Vierranvárri liegt zwischen den Bergen Duolbagorni und Giebmegáisi und erreicht etwa 1700 Meter Höhe mit ausgedehnten Steinflächen und Schneeflecken an den Hängen. Der Gipfel ist von oben sichtbar und prägt das Landschaftsbild dieser Bergkette.
Der ursprüngliche Name Rullevare stammt von dem schwedischen Wort 'rulla' für Geröll und dem samischen 'várri' für Felshänge. Diese Namengebung zeigt, wie die Berg- und Geländemerkmale in beiden Kulturtraditionen bezeichnet wurden.
Der Bergname zeigt die Präsenz der samischen Sprache in der schwedischen Geografie und spiegelt die lange Geschichte der indigenen Bevölkerung in Norrbotten wider.
Wanderer auf der westlichen Route zu Giebmegáisi müssen über diesen Bergrücken gehen, bevor sie etwa 200 Meter bergab und dann wieder bergauf zum Hauptmassiv aufsteigen.

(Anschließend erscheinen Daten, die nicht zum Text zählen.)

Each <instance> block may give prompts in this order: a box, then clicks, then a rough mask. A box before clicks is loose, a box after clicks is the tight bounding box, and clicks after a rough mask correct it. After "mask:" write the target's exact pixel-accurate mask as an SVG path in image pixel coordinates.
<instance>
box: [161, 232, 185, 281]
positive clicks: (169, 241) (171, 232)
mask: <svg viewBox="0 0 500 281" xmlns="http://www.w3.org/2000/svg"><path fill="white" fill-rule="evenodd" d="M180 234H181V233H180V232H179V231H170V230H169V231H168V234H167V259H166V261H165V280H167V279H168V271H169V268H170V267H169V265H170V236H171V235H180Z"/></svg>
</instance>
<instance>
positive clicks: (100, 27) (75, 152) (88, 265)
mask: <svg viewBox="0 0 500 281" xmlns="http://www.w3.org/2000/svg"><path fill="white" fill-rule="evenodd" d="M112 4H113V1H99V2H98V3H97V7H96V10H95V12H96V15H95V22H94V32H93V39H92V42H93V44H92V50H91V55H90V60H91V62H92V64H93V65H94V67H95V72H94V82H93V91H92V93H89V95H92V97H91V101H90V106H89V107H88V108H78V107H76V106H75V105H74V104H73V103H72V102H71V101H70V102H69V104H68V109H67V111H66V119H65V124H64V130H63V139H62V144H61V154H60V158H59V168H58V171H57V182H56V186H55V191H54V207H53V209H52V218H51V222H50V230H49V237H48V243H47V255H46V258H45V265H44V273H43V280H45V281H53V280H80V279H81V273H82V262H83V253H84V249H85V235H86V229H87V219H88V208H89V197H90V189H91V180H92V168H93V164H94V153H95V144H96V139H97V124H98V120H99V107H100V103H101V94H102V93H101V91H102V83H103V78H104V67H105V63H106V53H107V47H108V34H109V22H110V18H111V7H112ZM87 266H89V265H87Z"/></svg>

Es ist sinnvoll, ausreichend Zeit für diesen Abschnitt einzuplanen, da der Untergrund unterschiedlich ist.
Nepalesische Sherpa haben Treppenstufen aus Steinen auf bestimmten Abschnitten des Bergpfades gebaut, um Kletterern beim Aufstieg zu helfen. Diese handwerklich gefertigten Hilfen sind an mehreren anspruchsvollen Stellen sichtbar.